Mastodawn

Russell Keith-Magee Jan 8, 2025

One of the most frustrating things about Open Source is that there's almost no way to know if someone is happily using the tools you build. I found out today that someone I know has been using Briefcase for an internal company tool... but I had no idea because there's no need for them to report or register their usage. The only reason I found out is because of weird edge case that caused a bug.

Russell Keith-Magee Jan 8, 2025

The great irony here is that the better your do your job as an Open Source maintainer, the less feedback you get that you're doing anything worthwhile at all. Thousands could be using your tool, and you hear nothing... because the tool Just Works.

I really wish there was a better way to get this sort of usage feedback without earning the ire of the special kind of advocate who insists that registration or user tracking is an evil that must be opposed at all costs.

Hans Olischläger Jan 8, 2025

@freakboy3742 I wonder if it's indicative of some sort of stockholm-syndrome like effect that when I wrote about this — https://blog.glyph.im/2023/03/telemetry-is-not-your-enemy.html — I didn't even *consider* the mental health of maintainers. All I wanted was to be allowed to serve users better, for free, without getting yelled at!

Telemetry Is Not Your Enemy

Not all data collection is the same, and not all of it is bad.

Glyph Jan 8, 2025

@freakboy3742 there was not much discourse on the terrible orange website, but what little there was, was still 👨🏻‍🍳👌🏻 https://news.ycombinator.com/item?id=35329819

I don't care. It's my machine, not yours. | Hacker News

meejah Jan 8, 2025

@glyph @freakboy3742 there's a huge difference between "this app collects no telemetry" and anything else.

In the "else" case I have to understand all the data that's collected (or not) and when and how that's communicated, aggregated and stored and what privacy implications that may have.

I'd way rather be asked to do a short survey. From the other side, the results of surveys seem better than concluding things from telemetry data.

Glyph Jan 8, 2025

@meejah @freakboy3742 if a user were to report a bug, would you like the user's subjective description of the experience of that bug, or a log file with a PoC?

meejah Jan 8, 2025

@glyph @freakboy3742 "The application will now send the following information when reporting this bug" is not what I would really call "telemetry", but instead something like opt-in, automatically collected crash data.

So that's already way, way better than "telemetry". It's still a little harder to audit / understand than "this app never phones home". Maybe there's already a better word for this (vs. "telemetry")?

Glyph Jan 8, 2025

@meejah @freakboy3742 I was trying to make a slightly more general point. Self-reported data is notoriously unreliable; users attempting to describe bugs is just a particularly visible and visceral example of that unreliability that developers almost universally experience.

As I highlighted in the article, there are also huge problems with self-selection bias with opt-in schemes.

Glyph Jan 8, 2025

@meejah @freakboy3742 ultimately what this comes down to is that trustworthy institutions are a superpower.
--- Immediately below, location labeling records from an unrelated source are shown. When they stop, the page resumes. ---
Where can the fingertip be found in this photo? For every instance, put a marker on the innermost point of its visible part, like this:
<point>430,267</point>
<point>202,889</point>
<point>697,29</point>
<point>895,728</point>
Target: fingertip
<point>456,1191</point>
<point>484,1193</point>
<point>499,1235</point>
If you hear "telemetry" and think "I do not trust the judgement of the people deciding how the telemetry collection functions, so I will re-do all of their due diligence" then that is a tremendous waste. It may also be an entirely rational and valid thing for you to do, because if *nobody* does it, all we have is "trust me bro" from powerful players in the market.

meejah Jan 8, 2025

@glyph @freakboy3742 this isn't a neutral playing field anymore, though: the people saying "it's fine, it's just telemetry" have pretty consistently proven that they should not be trusted with _any_ user data. IMO ;)

meejah Jan 8, 2025

@glyph @freakboy3742 Also, these days, there _are_ better tools that do not just store a whole bunch of user data (that, even if the institution is 100% trustworthy _now_ can be re-purposed to Evil(tm) later on).

Differential Privacy and related research has had some decent results -- that is, allowing words like "we only want to look at the aggregate Frobnication of the Quux!" to actually have some mathematical truth.

Glyph Jan 8, 2025

@meejah @freakboy3742 case in point: what Russell is describing is a self-selection behavior that demoralizes developers; users report problems, not successes. You can't fix *that* self-selection with telemetry though, because "we know that 2.4 million people successfully used this feature" might just make you feel _worse_ if you know it for sure and you also know that 0 of them said so much as "thanks"

meejah Jan 8, 2025

@glyph @freakboy3742 Yes, conditioning users (and developers!) to only provide the "I had a problem!" button hasn't helped this situation.

I don't believe that "telemetry" (or even "telemetry, but only the good kind") is a good solution to it though?

meejah Jan 8, 2025

@glyph @freakboy3742 the only real "positive" button to push on GitHub is the "star" one -- maybe GitHub should be pushed to have a "report success!" button or similar.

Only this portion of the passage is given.